The standing charge is a daily flat rate that suppliers charge their customers to cover the cost of providing a live supply regardless of how much energy they use. I understand that it includes charges from network companies for using pipes and power lines to carry gas and electricity supplies, and the maintenance and installation of meters, billing and accounting. A small proportion of the standing charge also goes towards Government initiatives that help vulnerable households and reduce carbon emissions.
Ofgem requires energy suppliers to separate out the standing charge from a tariff’s energy unit rate so consumers can see what the different charges amount to. While the setting of tariffs is a commercial matter for individual supply companies, the energy unit rate and the standing charge together for a supplier’s default and standard variable tariffs must not exceed the level of the price cap.
Network costs cover expenses related to the gas pipes and electricity cables that carry energy across the country. Network companies charge energy suppliers an Ofgem-regulated price for their use of the energy network. I understand that one driver of rising network costs is the recovery of Supplier of Last Resort (SoLR) levy costs. In a competitive market, it is normal for suppliers to exit the market from time to time. Unfortunately, pressure from the sudden uplift in global gas prices has increased the number of suppliers exiting the market, and suppliers acting as a SoLR can make a claim for any reasonable, additional, otherwise unrecoverable, costs they incur. These levy claims are paid to energy companies by the distribution network companies and recovered from consumers via their charges.

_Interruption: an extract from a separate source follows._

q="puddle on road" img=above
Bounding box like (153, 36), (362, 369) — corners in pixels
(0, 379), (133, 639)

While I understand frustration at this, I am encouraged that Ofgem has reviewed their approach to supplier licensing with their resultant package of measures aimed at driving up standards across the energy retail sector by promoting more responsible risk management, improving governance, increasing accountability, and enhancing Ofgem’s market oversight. In addition, the energy price cap, which sets a maximum price for customers on standard default tariffs, will remain in place, protecting millions of people.
Price Cap Consultation:
I am aware that Ofgem is proposing to reduce the period that the price cap is reviewed and set from every six months to every three. Alongside this proposal, Ofgem is carrying out a consultation which will run until 14 June to seek the views of stakeholders and customers. For more information, please visit: Ofgem backs consumers with price cap update | Ofgem
Although those protected by the Energy Price Cap are paying a fair price, these customers could find further reductions by shopping around. Comparison sites provide useful information on best deals, and changing providers can be done easily, either online or over the phone.